Ukraine: Kremlin admits Crimea is vulnerable

by time news

Russia admitted on Thursday that it was vulnerable to attacks in Crimea, the Ukrainian peninsula annexed in 2014, an admission that comes after several strikes, attributed to Ukraine, on Russian targets far from the front.

In recent days, several Russian military bases, including two located some 500 kilometers from Ukraine, or as far as the Russian capital Moscow, have been targeted by attack drones.

Also on Thursday, a drone was shot down by the Russian fleet in Sevastopol in Crimea, local authorities said, a sign of the risks that continue to weigh on the annexed peninsula that Kyiv has sworn to take back.

These attacks, associated with a series of Russian retreats in Ukraine, seem to testify to the fact that, nine months after the start of the offensive, Russia is struggling not only to consolidate its positions but also to protect its rear bases far from the front.

In Crimea, “there are risks, because the Ukrainian side continues to follow its line of organizing terrorist attacks,” Kremlin spokesman Dmitry Peskov said Thursday.

But the fact that the drone was shot down “shows that effective countermeasures are being taken,” he said.

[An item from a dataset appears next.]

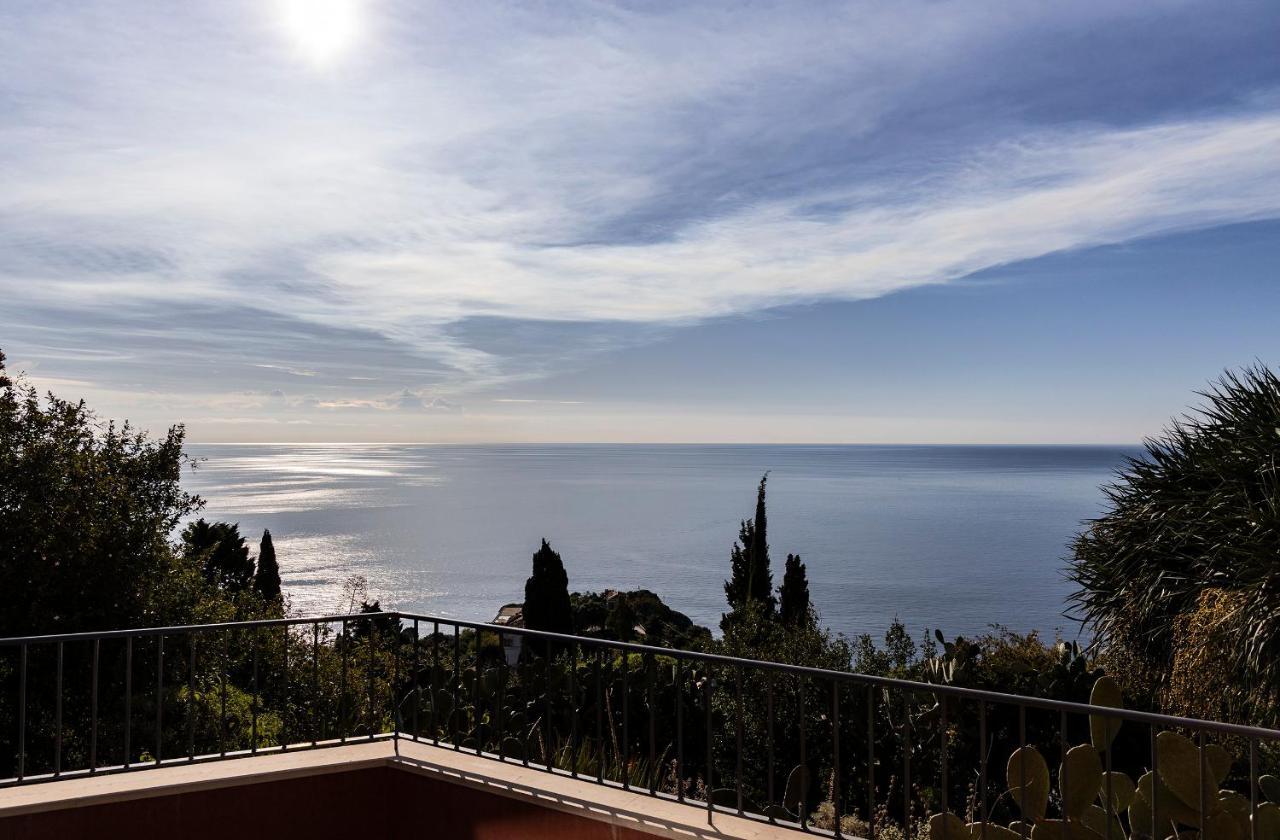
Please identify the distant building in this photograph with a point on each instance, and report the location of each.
(511, 616)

Russia’s Black Sea Fleet, based in the port of Sevastopol, was hit in late October by what authorities called a “massive” drone attack, which damaged at least one vessel.

And this fall, the bridge connecting the peninsula to Russia was partially destroyed by a huge explosion that Moscow attributed to Ukrainian forces.

It is in this context that the authorities installed by Moscow in Crimea announced the construction of fortifications and trenches, especially since the Ukrainian forces took over part of the Kherson region, bordering the peninsula, in November.

‘Spies’ arrested

With front lines in danger of freezing with winter, the Ukrainians are increasingly turning to drones to strike Russian bases in the rear, while the Russians are bombing Ukrainian energy infrastructure, leaving to plunge civilians into the cold and the dark.

Thus, the Ukrainian Minister of Defense, Oleksiï Reznikov, indicated that the Ukrainian army had integrated “seven models of drones manufactured in Ukraine” during the previous month, against only “one or two” per year before the Russian offensive .

In a sign that the Russian authorities are on their toes in Crimea, the Russian security services (FSB) announced on Thursday the arrest of two residents of Sevastopol suspected of having transmitted information on military targets to Ukraine.

In a press release, the FSB indicates that one of the suspects was recruited in 2016 by Kyiv and transmitted, since the massive attack of the Kremlin against Ukraine at the end of February, information on the location of installations of the ministry Russian Defense”.

The Ukrainian army has moved closer to Crimea thanks to a victorious counter-offensive which enabled it to retake the strategic city of Kherson in the south of the country in mid-November.

In this area, where the bulk of the forces of the two camps are separated by the Dnieper River, the situation remains tense, with regular Russian strikes on the city of Kherson.

Oleksiï Kovbassiouk, a resident of the region met by AFP, crosses the river despite the risks and the freezing temperatures to help the inhabitants trapped on the left bank, occupied by the Russians, to flee.

“I’ve already had two bullet holes in my boat,” he said.

«Russophobia»

The Kremlin also accused Thursday of “Russophobia” the American magazine Time, which on Wednesday named Ukrainian President Volodymyr Zelensky as personalities of the year 2022, as well as “the Ukrainian spirit” against Moscow.

While Moscow has suffered several stinging setbacks since the summer, which has forced the Kremlin to mobilize several hundred thousand reservists, Russian President Vladimir Putin seems to be preparing public opinion for a conflict likely to last.

The intervention in Ukraine is “a long process”, he acknowledged on Wednesday, while assuring that “the appearance of new territories” that Moscow claims to have annexed was a “significant result for Russia”.

The master of the Kremlin also seemed to relativize the risk of recourse to nuclear weapons. “We haven’t gone mad,” he said, adding that the ultimate weapon would only be used in “retaliation”.

These statements were condemned by Washington, which described as “irresponsible” this “light talk” on nuclear weapons.

On Thursday, Mr. Putin at a rare public ceremony in the Kremlin decorated soldiers deployed in Ukraine with the order of “Heroes of Russia”.

“I want to say to everyone who is on the front line that for me, for all of our fellow citizens, you are all heroes,” he said.